Pass the seed parameter to make generation deterministic. The same seed always yields the same sequences, regardless of platform.

run_a = graph.simulate(50, seed=42)
run_b = graph.simulate(50, seed=42)

assert list(run_a) == list(run_b)  # identical output

Note

Seeds are local to each simulate call and do not affect any other random state in your program.


Generate with gene constraints

These options require a graph built with V/J gene data (i.e., the v_genes and j_genes lists were provided at construction time). Check graph.has_gene_data to verify.

Sample V/J pairs from the observed distribution

Set sample_genes=True to draw a (V, J) pair per sequence from the joint gene distribution recorded during graph construction. Each sequence is then generated through the sub-graph conditioned on that pair.

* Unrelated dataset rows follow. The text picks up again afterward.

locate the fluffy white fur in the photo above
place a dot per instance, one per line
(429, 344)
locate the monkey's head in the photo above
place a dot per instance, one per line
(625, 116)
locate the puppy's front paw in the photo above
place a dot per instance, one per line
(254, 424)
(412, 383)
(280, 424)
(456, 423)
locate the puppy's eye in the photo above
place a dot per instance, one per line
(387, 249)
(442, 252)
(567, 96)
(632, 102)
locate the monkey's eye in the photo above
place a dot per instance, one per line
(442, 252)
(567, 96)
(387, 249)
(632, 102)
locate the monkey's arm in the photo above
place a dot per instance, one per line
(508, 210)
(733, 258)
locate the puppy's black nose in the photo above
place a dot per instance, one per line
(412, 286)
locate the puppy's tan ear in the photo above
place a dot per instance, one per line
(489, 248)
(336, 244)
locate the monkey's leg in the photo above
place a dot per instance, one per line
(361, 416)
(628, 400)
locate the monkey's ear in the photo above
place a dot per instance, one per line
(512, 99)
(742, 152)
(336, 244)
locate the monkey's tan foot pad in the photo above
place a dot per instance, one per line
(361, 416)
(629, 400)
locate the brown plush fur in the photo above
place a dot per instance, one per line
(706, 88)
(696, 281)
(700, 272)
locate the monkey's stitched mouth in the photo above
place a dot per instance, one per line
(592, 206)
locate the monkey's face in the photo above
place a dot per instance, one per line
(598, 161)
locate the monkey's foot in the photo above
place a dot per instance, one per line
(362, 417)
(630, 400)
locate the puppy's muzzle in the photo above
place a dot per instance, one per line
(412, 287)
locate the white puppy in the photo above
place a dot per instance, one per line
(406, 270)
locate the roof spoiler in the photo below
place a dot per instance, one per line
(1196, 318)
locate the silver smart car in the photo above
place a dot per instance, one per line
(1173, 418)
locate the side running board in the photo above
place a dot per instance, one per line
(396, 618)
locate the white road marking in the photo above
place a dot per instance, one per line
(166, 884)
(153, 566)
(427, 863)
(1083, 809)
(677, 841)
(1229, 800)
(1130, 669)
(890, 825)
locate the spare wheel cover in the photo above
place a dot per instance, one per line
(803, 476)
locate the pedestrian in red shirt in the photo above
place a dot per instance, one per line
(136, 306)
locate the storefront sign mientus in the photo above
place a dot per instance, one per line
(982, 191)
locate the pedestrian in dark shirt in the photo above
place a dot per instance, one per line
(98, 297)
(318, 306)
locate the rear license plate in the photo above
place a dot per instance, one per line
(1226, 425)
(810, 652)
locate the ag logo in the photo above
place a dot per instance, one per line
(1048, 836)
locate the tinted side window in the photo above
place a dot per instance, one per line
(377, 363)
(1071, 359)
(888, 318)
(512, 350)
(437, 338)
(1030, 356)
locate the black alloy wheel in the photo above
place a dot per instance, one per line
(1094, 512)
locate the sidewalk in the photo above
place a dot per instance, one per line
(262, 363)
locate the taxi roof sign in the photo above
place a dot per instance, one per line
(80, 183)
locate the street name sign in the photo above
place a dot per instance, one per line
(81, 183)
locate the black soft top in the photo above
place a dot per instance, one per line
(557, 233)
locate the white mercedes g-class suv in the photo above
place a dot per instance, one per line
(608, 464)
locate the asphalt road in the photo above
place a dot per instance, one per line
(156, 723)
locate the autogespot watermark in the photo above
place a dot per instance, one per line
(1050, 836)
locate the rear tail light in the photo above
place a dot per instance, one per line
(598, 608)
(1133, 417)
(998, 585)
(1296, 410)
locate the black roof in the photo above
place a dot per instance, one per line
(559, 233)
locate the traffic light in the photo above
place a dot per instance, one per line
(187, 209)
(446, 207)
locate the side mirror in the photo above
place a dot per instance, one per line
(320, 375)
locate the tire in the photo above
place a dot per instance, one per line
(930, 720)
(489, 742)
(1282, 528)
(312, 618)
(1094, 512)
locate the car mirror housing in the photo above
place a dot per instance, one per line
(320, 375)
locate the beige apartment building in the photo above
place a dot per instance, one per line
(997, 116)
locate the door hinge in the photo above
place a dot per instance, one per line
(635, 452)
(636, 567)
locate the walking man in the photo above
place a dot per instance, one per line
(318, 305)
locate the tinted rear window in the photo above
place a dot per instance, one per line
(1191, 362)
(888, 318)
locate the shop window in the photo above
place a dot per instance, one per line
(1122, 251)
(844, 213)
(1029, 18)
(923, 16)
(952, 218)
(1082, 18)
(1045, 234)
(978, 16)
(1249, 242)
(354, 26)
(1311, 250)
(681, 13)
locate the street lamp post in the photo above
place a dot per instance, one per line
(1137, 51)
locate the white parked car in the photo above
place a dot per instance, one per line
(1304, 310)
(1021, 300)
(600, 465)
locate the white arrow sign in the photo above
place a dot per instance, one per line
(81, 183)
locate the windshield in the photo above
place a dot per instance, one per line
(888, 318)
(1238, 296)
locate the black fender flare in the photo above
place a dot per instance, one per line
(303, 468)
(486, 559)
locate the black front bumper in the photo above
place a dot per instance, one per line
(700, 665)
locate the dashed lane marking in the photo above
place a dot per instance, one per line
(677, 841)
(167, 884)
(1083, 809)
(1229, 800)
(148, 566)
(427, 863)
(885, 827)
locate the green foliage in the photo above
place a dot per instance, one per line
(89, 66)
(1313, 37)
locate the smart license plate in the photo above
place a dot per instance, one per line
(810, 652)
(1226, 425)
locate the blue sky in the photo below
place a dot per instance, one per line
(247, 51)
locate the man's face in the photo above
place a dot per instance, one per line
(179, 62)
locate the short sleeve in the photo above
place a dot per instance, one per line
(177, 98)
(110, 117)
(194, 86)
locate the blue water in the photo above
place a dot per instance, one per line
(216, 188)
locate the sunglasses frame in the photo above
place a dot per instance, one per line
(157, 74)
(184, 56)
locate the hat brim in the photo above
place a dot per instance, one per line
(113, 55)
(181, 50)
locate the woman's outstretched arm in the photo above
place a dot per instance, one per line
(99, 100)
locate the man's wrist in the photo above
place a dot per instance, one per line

results = graph.simulate(1000, sample_genes=True)

for i in range(3):
    print(
        f"{results[i]}  "
        f"V={results.v_genes[i]}  "
        f"J={results.j_genes[i]}"
    )

Fix a specific V/J combination

To generate sequences for one particular gene pair, pass the gene names directly.

results = graph.simulate(100,
                         v_gene="TRBV7-2*01",
                         j_gene="TRBJ2-1*01")

You can also constrain only one gene and leave the other free:

# All sequences will use TRBV7-2*01; J gene varies
results = graph.simulate(100, v_gene="TRBV7-2*01")

Warning

If the requested gene does not exist in the graph, a ValueError is raised. Check available genes beforehand with graph.v_genes and graph.j_genes.


Work with SimulationResult

simulate returns a SimulationResult object. It supports iteration, indexing, slicing, and len.

Iterate over sequences

for seq in results:
    process(seq)

Index and slice

first = results[0]           # single sequence (str)
batch = results[10:20]       # slice returns a new SimulationResult

Access structured fields

Field Type Always present Description
results.sequences list[str] Yes Generated amino-acid sequences
results.log_probs numpy.ndarray (float64) Yes Exact log-probability of each sequence under the model
results.n_tokens numpy.ndarray (uint32) Yes Number of LZ tokens per sequence
results.v_genes list[str] or None Only with gene constraints V gene assigned to each sequence
results.j_genes list[str] or None Only with gene constraints J gene assigned to each sequence
import numpy as np

results = graph.simulate(500, seed=7)

# Highest-probability sequence
best_idx = np.argmax(results.log_probs)
print(results[best_idx], results.log_probs[best_idx])

# Mean token count
print(f"Mean LZ tokens: {results.n_tokens.mean():.1f}")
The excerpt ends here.